Hacker News

Marha01 4 hours ago [ - ]

Even with 1 TB of weights (probable size of the largest state of the art models), the network is far too small to contain any significant part of the internet as compressed data, unless you really stretch the definition of data compression.

jesse__ 3 hours ago [ - ]

This sounds very wrong to me.

Take the C4 training dataset for example.
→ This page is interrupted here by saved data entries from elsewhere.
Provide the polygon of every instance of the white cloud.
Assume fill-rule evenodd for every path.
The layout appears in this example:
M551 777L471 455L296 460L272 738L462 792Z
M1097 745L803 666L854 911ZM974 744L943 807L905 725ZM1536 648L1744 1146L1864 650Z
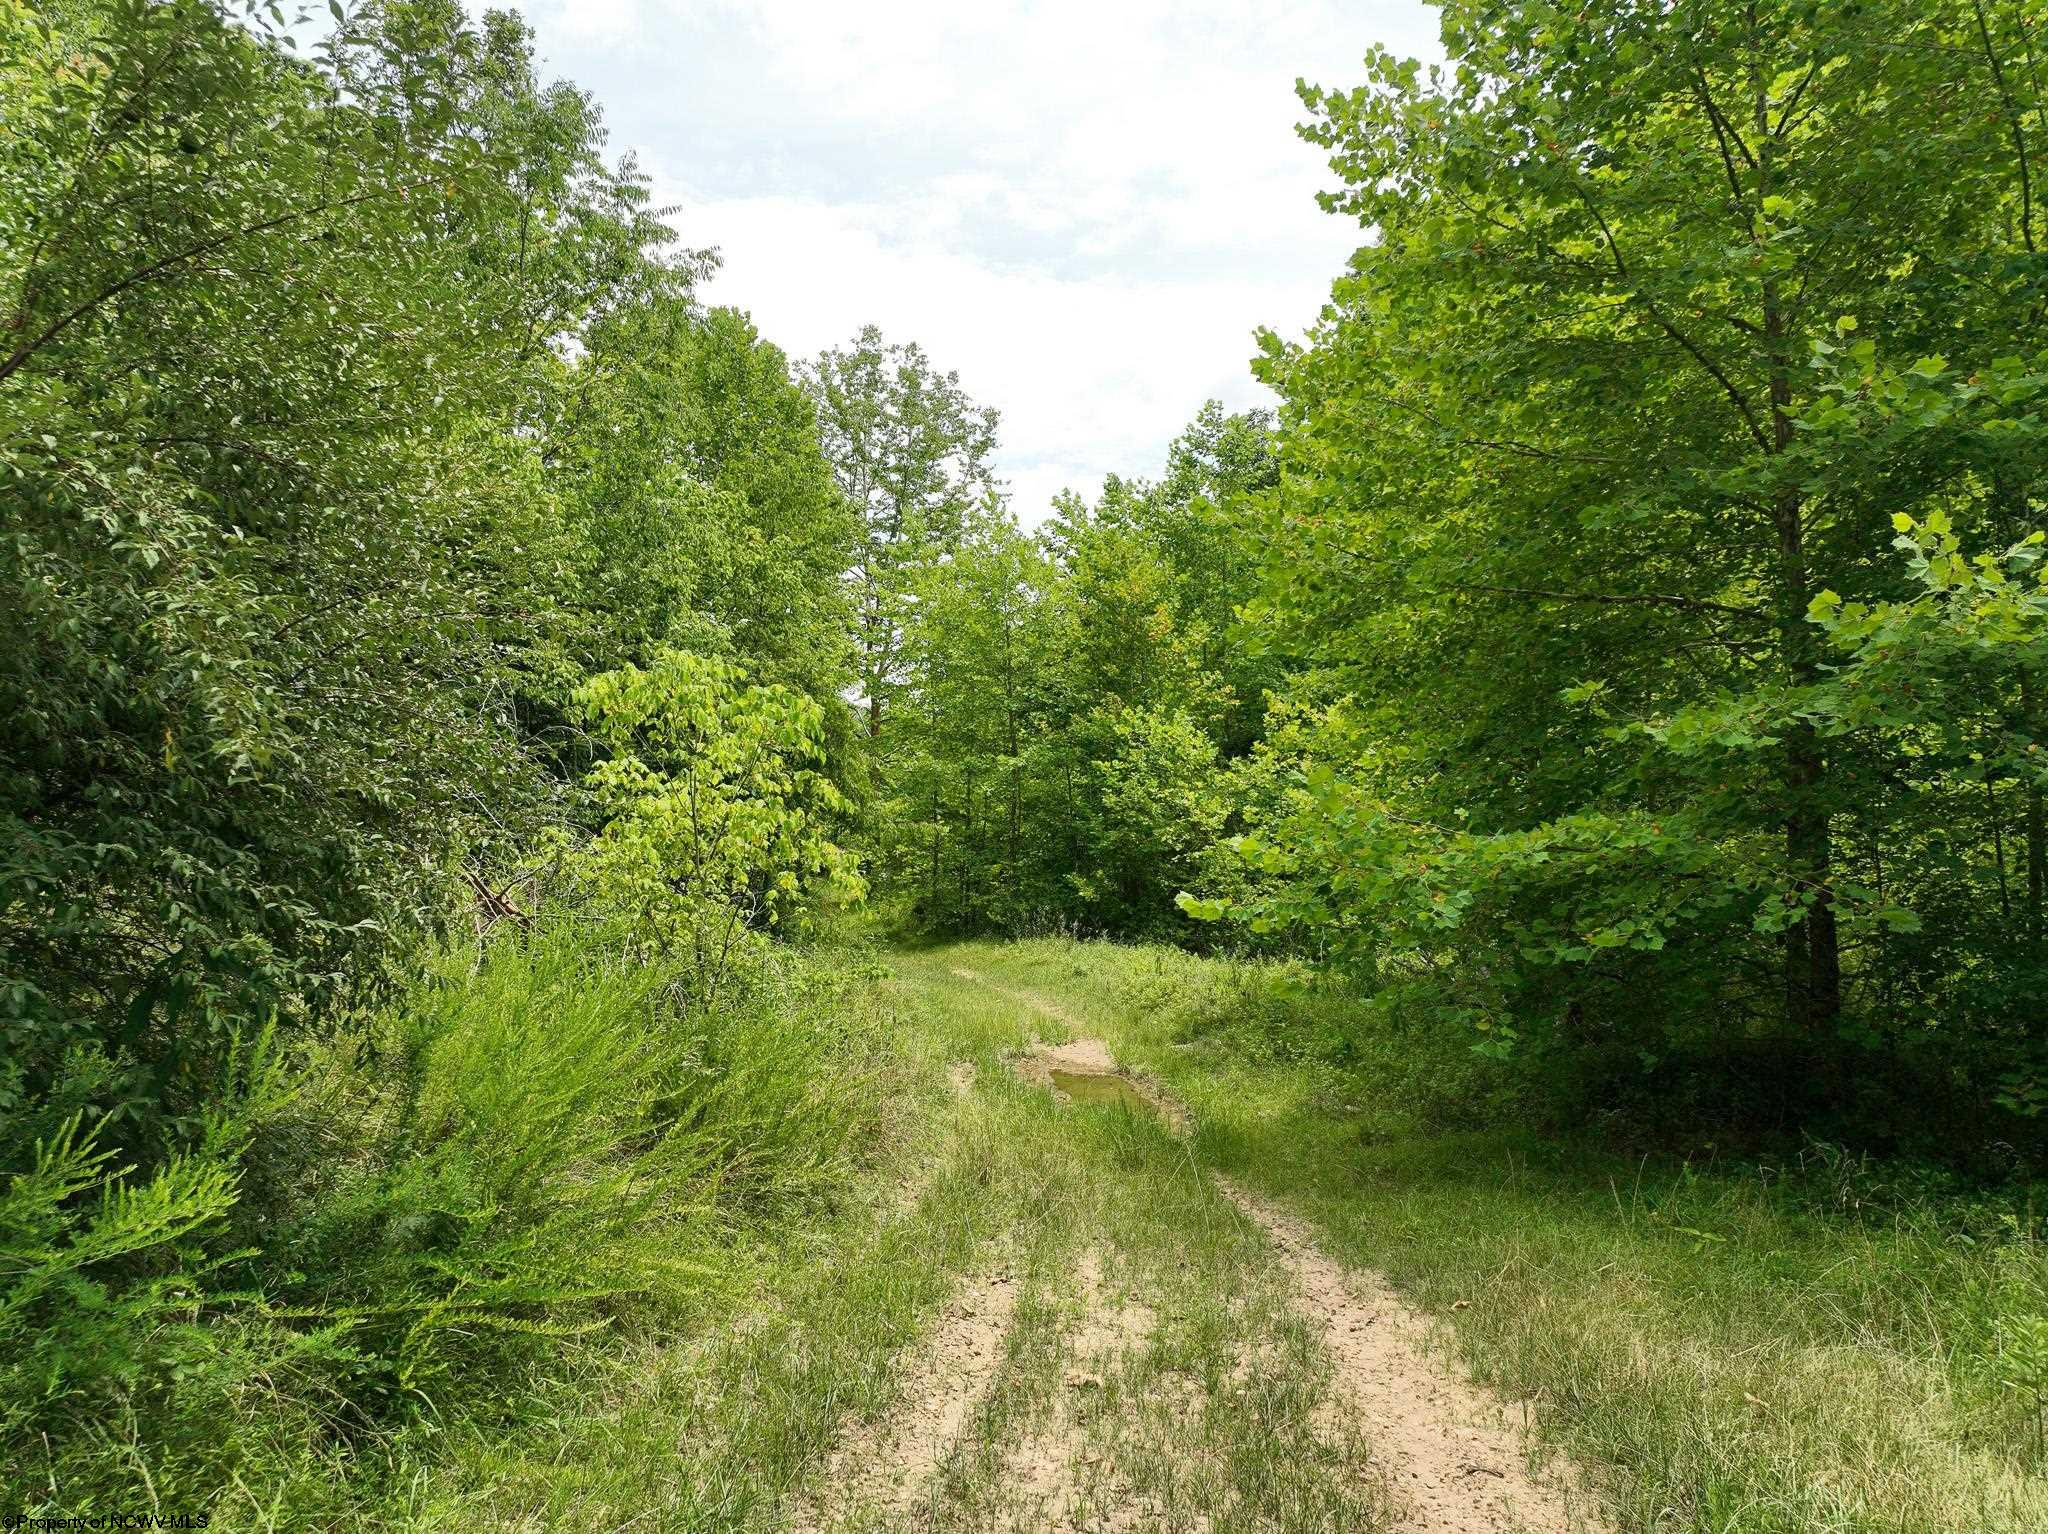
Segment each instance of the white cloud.
M1007 270L892 239L894 211L760 198L684 216L724 248L707 296L751 309L785 346L810 353L872 321L957 368L1003 413L1004 467L1027 517L1064 483L1150 472L1205 398L1252 403L1254 316L1299 297L1281 283Z
M1323 214L1297 76L1376 42L1437 56L1419 0L573 0L534 15L596 92L705 297L805 355L873 322L1003 412L1020 515L1146 474L1206 398L1260 402L1260 325L1315 314L1358 232Z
The uncompressed, uncleaned, size of the dataset is ~6TB, and contains an exhaustive English language scrape of the public internet from 2019. The cleaned (still uncompressed) dataset is significantly less than 1TB.

I could go on, but, I think it's already pretty obvious that 1TB is more than enough storage to represent a significant portion of the internet.

FeepingCreature 2 hours ago [ - ]

This would imply that the English internet is not much bigger than 20x the English Wikipedia.

That seems implausible.

jesse__ an hour ago [ - ]

> That seems implausible.

Why, exactly?

Refuting facts with "I doubt it, bro" isn't exactly a productive contribution to the conversation..

kgeist 3 hours ago [ - ]

A lot of the internet is duplicate data, low quality content, SEO spam etc. I wouldn't be surprised if 1 TB is a significant portion of the high-quality, information-dense part of the internet.

FeepingCreature 2 hours ago [ - ]

I would be extremely surprised if it was that small.

gmueckl 3 hours ago [ - ]

This is obviously wrong. There is a bunch of knowledge embedded in those weights, and some of it can be recalled verbatim. So, by virtue of this recall alone, training is a form of lossy data compression.